Die Red Bull Air Race Weltmeisterschaft 2015 wird am 5./6. September in Spielberg/Österreich fortgesetzt. Dolderer: „Ich freue mich auf Spielberg. Es ist eine sensationelle Location und die Familie und viele Freunde werden kommen.“
WM-Ranking
1. Paul Bonhomme (GBR) 46 Punkte, 2. Matt Hall (AUS) 38, 3. Hannes Arch (AUT) 30, 4. Martin Sonka (CZE) 18, 5. Nigel Lamb (GBR) 17, 6. Pete McLeod (CAN) 14, 7. Matthias Dolderer (GER) 12, 8. Yoshihide Muroya (JPN) 11, 9. Nicolas Ivanoff (FRA) 11, 10. Michael Goulian (USA) 8, 11. Peter Besenyei (HUN) 8, 12. Kirby Chambliss (USA) 2, 13. Juan Velarde (ESP), 14. Francois Le Vot (FRA)

Der Rennkalender 2015
1. Abu Dhabi, UAE (13./14. Februar)
2. Chiba, Japan (16./17. Mai)
3. Rovinj, Kroatien (30. /31. Mai)
4. Budapest, Ungarn (4./5. Juli)
5. Ascot, Großbritannien (15./16. August)
6. Spielberg, Österreich (5./6. September)
7. Fort Worth, Texas, USA (26./27. September)
8. Las Vegas, Nevada, USA (17./18. Oktober)

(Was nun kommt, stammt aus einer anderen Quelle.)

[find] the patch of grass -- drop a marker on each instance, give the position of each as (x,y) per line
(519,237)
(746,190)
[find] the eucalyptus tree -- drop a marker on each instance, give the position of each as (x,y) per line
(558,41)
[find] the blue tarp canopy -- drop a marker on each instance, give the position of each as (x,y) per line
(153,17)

Weitere Informationen und Downloads sind zu finden unter www.redbullairracenewsroom.com oder einfach unter www.redbullairrace.com


DIE RED BULL AIR RACE WELTMEISTERSCHAFT

Gegründet 2003 und seit 2005 die offizielle Weltmeisterschaft des Air Racing, wird das Red Bull Air Race weltweit von Millionen Fans verfolgt. In der schnellsten Motorsportserie der Welt treffen die 14 weltbesten Piloten in einem Motorsportwettkampf der Extraklasse in der Geschwindigkeit, Präzision und Geschick über Sieg und Niederlage entscheiden aufeinander. Die Piloten navigieren ihre äußerst leichten und extrem manövrierfähigen Rennflugzeuge nur wenige Meter über dem Boden durch einen Parcours, der aus 25 m hohen aufgeblasenen Pylonen besteht. Seit 2014 neu im Programm ist der Challenger Cup. Dieser ermöglicht aufstrebenden Talenten nicht nur den Einstieg in die Rennserie, sondern auch die Chance, in die Master Klasse der Red Bull Air Race Weltmeisterschaft aufzusteigen.